What is the ideal life? Well, that means different things to different people, I guess. Each person has to answer that question as it pertains to her/his individual experience and dreams. Ed and I have chosen to view our ideal life as one of living simply yet comfortably with less focus on material, tangible things and more concentration on other priorities. To some folks, though, the simple life means working less and having a lot of time to relax every day. Everyone can understand downsizing to a smaller house, or a smaller car, or a less expansive closet. But when the conversation turns more towards purpose, I notice several of my acquaintances become flustered. Isn't the purpose of a simple life to relax? Isn't that what, for example, retirement is all about? What do people mean when they say that they dream of a life of simplicity?

Occasionally on my journey I take time to think about role models for the ideal life. This morning I had a serendipitous experience when I sat down in the early hours of the morning with my cup of hot tea and flipped on the TV for a few minutes. I discovered that I was in the middle of a biography of Rosalynn Carter. What a remarkable lady! Would her life today be described as simple? No, I don't think so. Would it be described as compassionate, fulfilled, full of love, full of contentment, full of purpose? Oh, my, yes! She is one busy woman, and I would find it hard to maintain her schedule even at my age. She is vice chair of The Carter Center, where she functions as ambassador, mediator, human rights and peace promoter. She continues to advocate for mental health reform. She and Jimmy also are heavily involved with Habitat for Humanity and other community-minded endeavors. In addition to this, she is a devoted wife, mother, and grandmother.

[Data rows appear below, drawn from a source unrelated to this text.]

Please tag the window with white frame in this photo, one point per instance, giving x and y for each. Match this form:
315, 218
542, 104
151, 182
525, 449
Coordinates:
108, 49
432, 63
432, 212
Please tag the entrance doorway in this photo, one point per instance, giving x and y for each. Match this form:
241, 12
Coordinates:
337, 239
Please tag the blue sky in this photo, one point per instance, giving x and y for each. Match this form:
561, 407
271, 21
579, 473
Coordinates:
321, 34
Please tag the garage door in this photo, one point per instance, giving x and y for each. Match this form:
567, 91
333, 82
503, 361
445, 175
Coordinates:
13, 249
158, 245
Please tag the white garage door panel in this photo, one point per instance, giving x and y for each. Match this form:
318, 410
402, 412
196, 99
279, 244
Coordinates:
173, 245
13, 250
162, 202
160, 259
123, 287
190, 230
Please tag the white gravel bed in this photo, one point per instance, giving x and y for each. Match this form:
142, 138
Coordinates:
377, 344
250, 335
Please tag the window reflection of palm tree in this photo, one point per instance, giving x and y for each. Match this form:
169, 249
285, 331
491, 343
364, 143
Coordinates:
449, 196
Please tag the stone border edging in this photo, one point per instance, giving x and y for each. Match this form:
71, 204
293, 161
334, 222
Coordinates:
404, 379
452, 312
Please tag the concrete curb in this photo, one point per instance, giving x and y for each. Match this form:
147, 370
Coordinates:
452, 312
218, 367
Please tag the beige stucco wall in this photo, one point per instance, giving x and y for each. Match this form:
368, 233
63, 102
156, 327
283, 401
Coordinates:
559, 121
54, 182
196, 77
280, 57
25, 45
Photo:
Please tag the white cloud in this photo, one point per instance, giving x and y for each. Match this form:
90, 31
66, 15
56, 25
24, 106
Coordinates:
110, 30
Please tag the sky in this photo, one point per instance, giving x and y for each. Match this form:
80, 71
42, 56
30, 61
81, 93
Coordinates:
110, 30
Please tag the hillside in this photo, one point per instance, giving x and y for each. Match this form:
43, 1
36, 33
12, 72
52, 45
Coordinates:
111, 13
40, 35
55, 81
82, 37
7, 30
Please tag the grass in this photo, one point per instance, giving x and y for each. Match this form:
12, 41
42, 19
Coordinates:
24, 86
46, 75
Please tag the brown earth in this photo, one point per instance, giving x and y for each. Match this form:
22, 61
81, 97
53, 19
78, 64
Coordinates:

Now, be truthful. If you looked back at the list of recent presidential administrations, would you include Jimmy and Rosalynn in the "glamorous" ones? Dazzling? Charismatic? Sophisticated? Elegant? No, they always have considered themselves simple, ordinary people. They are simple. But simple with a purpose. Their ideal life consists of reaching out through their ordinary lives to touch the lives of others in extraordinary ways. For them, simplicity and contentment does not mean relaxing. They are busy people. But they are busy in what counts in life - not busy to make themselves monetarily rich, not busy to make themselves look good. They give to the world and they value their family life. And in doing so they find their purpose.

Then there's my dad. Now, I feel obliged at this point to apologize for again bringing him into my posts, but for those of you who did not know him, you need to realize he was an exceptional human being, which, of course, made him an exceptional husband, an exceptional father, and an exception friend. My story is this:

When my sister and I were teenagers, we had the opportunity to usher for performances at the Auditorium, and after ushering, we were allowed to sit and watch the shows for free. We saw the Metropolitan Opera perform. We saw Fiddler on the Roof and other Broadway shows. We saw the Memphis Symphony Orchestra. We saw Van Cliburn, the concert pianist. All without paying a penny. After every show, late at night, Daddy would drive downtown and pick us up. Knowing he had to get up the next day to go to work or church, he still came. Without ever a complaint. When I became an adult, I would marvel at the sacrifice he had made for us for so many years, something I really didn't appreciate at the time. I asked him once, "Daddy, why did you let us do all that when it was so much trouble for you to get us there and pick us up so late?" He said, "I did it because I knew you girls would have never had the opportunity otherwise to see such things." In a way, doing that made his life more hectic, less simple, but to him his sacrifice had meaning. In the same way, he lived frugally so he could spend money on home movies. He lived frugally so he could give more money to the church and other charities.

Daddy and Rosalynn have one thing in common. It's their desire for simplicity and personal fulfillment and contentment, knowing that the first step is getting their priorities in place.

I want to live simply not for the sake of living simply, but to gain more time for my priorities. By accumulating less, spending more judiciously, and making wise use of time and energy, I am actually freeing up my life for the important things, like relationships. Simplicity is not the goal; it is the tool. It is not the destination; it is the means.

What is the ideal life? I think I'm made some progress answering that question for me. Now it's your turn.